The healers also described more explicit modes of learning to heal via diets, for instance by acquiring concrete working tools: “Primarily, I was given icaros. [...] In the diets I have also received plant recipes. Or I have seen how to work with a rather complicated patient; there was a lot of information” [PD]. Such teachings are often conveyed in visions or dreams and instruct the healer about the realms of spirit: “When you are dieting, the spirits present themselves” [PF], said one informant. The plant’s spirit may manifest in a dream and “may present as a man or a woman, depending on which tree it is; it differentiates itself via its clothes. And they may indicate something to you.” [PL]. Another healer summarized: “The plant gives you everything, it gives you the chants, it gives you knowledge [...]. And in dreams, it makes me see other plants that I have never taken, that I don’t know, but I am shown that these plants are good. It teaches you; it gives you knowledge. As I live in the forest, close to the plants, it makes me see them directly, ‘such and such plant is good for this’.” [PE]. One healer narrated such an instructional dream: “I was taken to a mountain and was shown plants. I wanted to express my opinion, to say that I also knew plants—‘No, you are the guest here, just listen to what we are going to tell you.’ So they started teaching me (10).


social-cultural issues

It is important to not skip over issues caused by foreign visitors. One problem is that foreigners may not follow the diet or some procedures perfectly. Many of the steps are counter intuitive and their importance is not obvious. In reality, one is putting various different chemical into one’s body. Certain diets may be fine tuned to deal with that, and discrepancies can lead to trouble. In one case, a foreign visitor was found wandering naked by a lake and had to be rescued. Here, foreign individuals may identify the problem as psychological in origin, but healers may identify it with a problem in energy and have different ways of dealing with it.

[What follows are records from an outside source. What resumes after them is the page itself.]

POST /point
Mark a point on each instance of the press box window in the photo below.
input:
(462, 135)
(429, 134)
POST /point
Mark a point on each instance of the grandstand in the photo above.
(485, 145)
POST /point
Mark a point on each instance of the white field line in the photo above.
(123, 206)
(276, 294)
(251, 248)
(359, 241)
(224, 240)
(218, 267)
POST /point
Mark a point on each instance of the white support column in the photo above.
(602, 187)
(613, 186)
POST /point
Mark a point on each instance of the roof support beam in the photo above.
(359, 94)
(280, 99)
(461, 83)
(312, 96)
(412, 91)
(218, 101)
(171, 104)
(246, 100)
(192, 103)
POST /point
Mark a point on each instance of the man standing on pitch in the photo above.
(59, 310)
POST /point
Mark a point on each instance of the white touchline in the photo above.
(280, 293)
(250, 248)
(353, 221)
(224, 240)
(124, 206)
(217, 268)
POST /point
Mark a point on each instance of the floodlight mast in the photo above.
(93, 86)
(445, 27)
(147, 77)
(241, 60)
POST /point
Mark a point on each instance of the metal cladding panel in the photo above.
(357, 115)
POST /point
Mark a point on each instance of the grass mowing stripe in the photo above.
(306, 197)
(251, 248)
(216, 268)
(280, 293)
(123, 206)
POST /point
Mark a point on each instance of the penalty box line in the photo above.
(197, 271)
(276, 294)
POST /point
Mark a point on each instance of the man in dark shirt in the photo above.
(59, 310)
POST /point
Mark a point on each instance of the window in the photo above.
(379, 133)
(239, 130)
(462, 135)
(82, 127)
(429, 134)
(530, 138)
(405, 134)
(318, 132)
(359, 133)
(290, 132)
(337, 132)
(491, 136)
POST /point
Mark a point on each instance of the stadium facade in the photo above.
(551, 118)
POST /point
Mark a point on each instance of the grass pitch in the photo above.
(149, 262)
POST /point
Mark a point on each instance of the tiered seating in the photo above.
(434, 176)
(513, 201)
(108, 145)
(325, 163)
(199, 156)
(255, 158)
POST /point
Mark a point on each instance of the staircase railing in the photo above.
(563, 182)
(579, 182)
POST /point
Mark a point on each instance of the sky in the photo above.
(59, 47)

Next foreign visitors may try to rush the process, leading to multiple sessions. As mentioned above, a diet may last months, and many visitors do not have the time and patience. They may thus travel to many different healers in a short period of time. This may be seen as a disrespect to the tradition, and the visitor is taking substances at a dosage or frequency that no single healer would recommend.

Lastly, foreign visitors open a market for healers, and this dilutes the tradition. Opportunists who are untrained in healing practices may crowd the market. Market forces may leave out the need for a lifetime of earned knowledge.

Other issues concern the perspectives of indigenous people. Many indigenous people have been the victims of horrific injustices by governments. The fact that western science wants information may seem objectionable. Moreover, the western mode of thought, such as its non-holistic approach and its capitalistic tendencies, may seem incongruent with Peruvian-Amazonian medicine. All these considerations suggest that Westerners (as individuals or scientists) have deep questions to address.


Berlowitz I. O'Shaughnessy D. M. Heinrich M. Wolf U. Maake C. & Martin-Soelch C. (2022). Teacher plants - indigenous peruvian-amazonian dietary practices as a method for using psychoactives. Journal of Ethnopharmacology 114910–114910.

Kamppinen, Matti. (1988). Espiritus Incorporados: The Roles of Plants and Animals in the Amazonian Mestizo Folklore. J Ethnobiology. 141-148.